Retraining the clustering model using scheduled BigQuery scripts.

Data streaming

Data is generated based on a historical dataset of the industrial ladle movements. Combining multiple measurements with Gaussian noise allows us to generate new time series objects representing a whole cycle of ladle movements. FogLamp collects and publishes the generated objects to a Pub/Sub topic. Part 1 of the blog post series contains more details on the ingestion process.

Below is an example of a single data sample describing a ladle movement cycle in time series format.

*Figure 3: Example of a cycle of an industrial ladle movement: time series visualization*

*Figure 4: Example of a cycle of an industrial ladle movement: a JSON message*

After normalization, the data is organized and stored as follows:

*Figure 5: Example of a cycle of an industrial ladle movement: normalized data stored in BigQuery*

BigQuery: Anomalies calculation

First, the k-means clustering algorithm in BigQuery ML is used to train the model and label clusters of various operating modes and setpoint velocities. After experimenting with multiple cluster sizes, the model evaluation based on the Elbow method suggested that eleven clusters should be used. The velocity setpoint’s standard deviation for each cluster was calculated for further use.

*Figure 6: Elbow method and the average of the squared distances from the cluster centers*

BigQuery ML allows training and storing a model directly in BigQuery without using other external instruments. Below is the code of the clustering model training:

CREATE OR REPLACE MODEL foglamp_demo.clustering_model  
options(model_type='kmeans', num_clusters = 11, standardize_features = false) 
AS 
select
  value as setpoint_velocity
from foglamp_demo.measurements_raw
where property_measured = 'setpoint_velocity'
  and value is not null

The next step is to apply the clustering model for each new data sample and to detect anomalies by calculating Z-scores. This approach is reasonable because the actual velocity deviations from the setpoint are normally distributed. By default, the standard deviation threshold was chosen as three; however, it could be further tuned to achieve the desired sensitivity.

Calculation code:

create table industrial_ladle_demo.ladle_clusters_statistics as 
select 
  CENTROID_ID,
  STDDEV(setpoint_velocity) as velocity_std,
  3 as num_std,
  3 * STDDEV(setpoint_velocity) as velocity_std_threshold
FROM ML.PREDICT(MODEL industrial_ladle_demo.clustering_model, 
  (
    select 
      setpoint_velocity 
    from industrial_ladle_demo.ladle_hist
        )
  )
group by CENTROID_ID

A scheduled BigQuery task calculates anomalies every 15 minutes. Finally, the anomaly detection results are stored in BigQuery as follows:

*Figure 7: Anomaly detection results table*

Given that the results stored in BigQuery provide both the time of anomaly occurrence and the fulcrum point of the chain, it becomes readily identifiable if the chain needs inspection and which particular segment needs to be examined.

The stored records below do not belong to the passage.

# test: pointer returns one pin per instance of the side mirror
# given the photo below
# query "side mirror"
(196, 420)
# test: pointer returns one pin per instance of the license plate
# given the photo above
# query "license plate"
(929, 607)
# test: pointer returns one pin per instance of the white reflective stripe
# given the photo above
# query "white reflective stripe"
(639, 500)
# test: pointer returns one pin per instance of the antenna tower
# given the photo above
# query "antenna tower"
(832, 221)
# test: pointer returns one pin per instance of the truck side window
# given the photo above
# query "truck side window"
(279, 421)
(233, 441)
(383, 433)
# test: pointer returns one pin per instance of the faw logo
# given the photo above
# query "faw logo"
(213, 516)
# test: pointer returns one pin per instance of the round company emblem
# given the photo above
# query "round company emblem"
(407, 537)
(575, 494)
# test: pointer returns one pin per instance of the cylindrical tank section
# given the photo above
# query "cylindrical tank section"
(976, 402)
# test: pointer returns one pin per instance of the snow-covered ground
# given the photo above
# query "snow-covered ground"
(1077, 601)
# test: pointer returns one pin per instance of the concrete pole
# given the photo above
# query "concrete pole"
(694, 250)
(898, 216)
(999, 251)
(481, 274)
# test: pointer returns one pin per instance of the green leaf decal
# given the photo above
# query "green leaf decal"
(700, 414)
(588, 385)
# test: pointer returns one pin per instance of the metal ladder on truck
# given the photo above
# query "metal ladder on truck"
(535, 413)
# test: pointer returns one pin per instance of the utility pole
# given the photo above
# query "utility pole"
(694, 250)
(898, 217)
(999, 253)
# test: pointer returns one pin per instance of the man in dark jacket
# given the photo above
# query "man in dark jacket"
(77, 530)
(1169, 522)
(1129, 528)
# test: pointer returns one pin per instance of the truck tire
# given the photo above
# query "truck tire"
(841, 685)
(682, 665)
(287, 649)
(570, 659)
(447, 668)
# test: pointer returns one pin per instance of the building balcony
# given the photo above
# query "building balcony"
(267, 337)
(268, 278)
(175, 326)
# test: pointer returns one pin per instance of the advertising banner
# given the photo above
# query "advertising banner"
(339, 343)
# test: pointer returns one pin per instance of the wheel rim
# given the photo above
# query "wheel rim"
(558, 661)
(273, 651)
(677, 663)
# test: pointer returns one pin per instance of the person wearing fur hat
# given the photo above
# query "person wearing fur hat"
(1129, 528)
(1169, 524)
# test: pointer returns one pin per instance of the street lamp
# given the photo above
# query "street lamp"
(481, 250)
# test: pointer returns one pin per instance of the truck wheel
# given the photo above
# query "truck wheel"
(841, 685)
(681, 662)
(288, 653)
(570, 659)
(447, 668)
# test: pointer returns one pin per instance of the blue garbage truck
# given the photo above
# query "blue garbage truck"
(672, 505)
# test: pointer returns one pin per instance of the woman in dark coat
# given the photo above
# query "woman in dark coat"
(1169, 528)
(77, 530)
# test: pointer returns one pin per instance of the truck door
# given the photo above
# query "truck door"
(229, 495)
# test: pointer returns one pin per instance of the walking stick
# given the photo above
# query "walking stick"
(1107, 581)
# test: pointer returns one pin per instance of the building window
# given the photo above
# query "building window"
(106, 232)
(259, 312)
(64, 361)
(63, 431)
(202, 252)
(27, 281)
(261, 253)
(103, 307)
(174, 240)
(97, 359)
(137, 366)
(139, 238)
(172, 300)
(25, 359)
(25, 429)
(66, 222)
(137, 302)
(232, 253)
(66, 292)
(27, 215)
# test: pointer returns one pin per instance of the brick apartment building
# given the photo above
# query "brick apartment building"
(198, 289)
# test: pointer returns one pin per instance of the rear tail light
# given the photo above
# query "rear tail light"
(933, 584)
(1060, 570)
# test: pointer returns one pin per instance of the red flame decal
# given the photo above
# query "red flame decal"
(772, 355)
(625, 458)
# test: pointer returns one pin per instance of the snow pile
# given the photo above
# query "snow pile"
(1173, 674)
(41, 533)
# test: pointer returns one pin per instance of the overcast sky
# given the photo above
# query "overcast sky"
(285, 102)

*Figure 8: Example of a cycle of industrial ladle movements with anomalies detected*

BigQuery ML: Clustering model retraining

Since BigQuery ML enables training models using standard SQL to automate overall model creation and training processes, scheduled queries were used. Therefore, the clustering model retraining and standard deviation statistics calculation for each cluster is planned to be scheduled every week, provided that this period is reasonable in terms of collecting new amounts of data.

Visualization

One way to implement visualization for the project is to apply a set of ready-to-use Looker dashboards. This instrument allows us to assess real-time analytics of the target variable and generate alerts for anomalies detected. A detailed description of this approach can be found in part 2 of the blog post series.

Conclusion

This blog has demonstrated how to build a streaming anomaly detection solution for industrial targets using GCPinstruments and BigQuery ML in particular. Although detecting anomalies based on the historical distribution of the target variable may not be completely accurate, it indeed does find abnormal cases. Further investigation of the patterns where anomalies were present could provide a more sustainable solution and should be case-specific.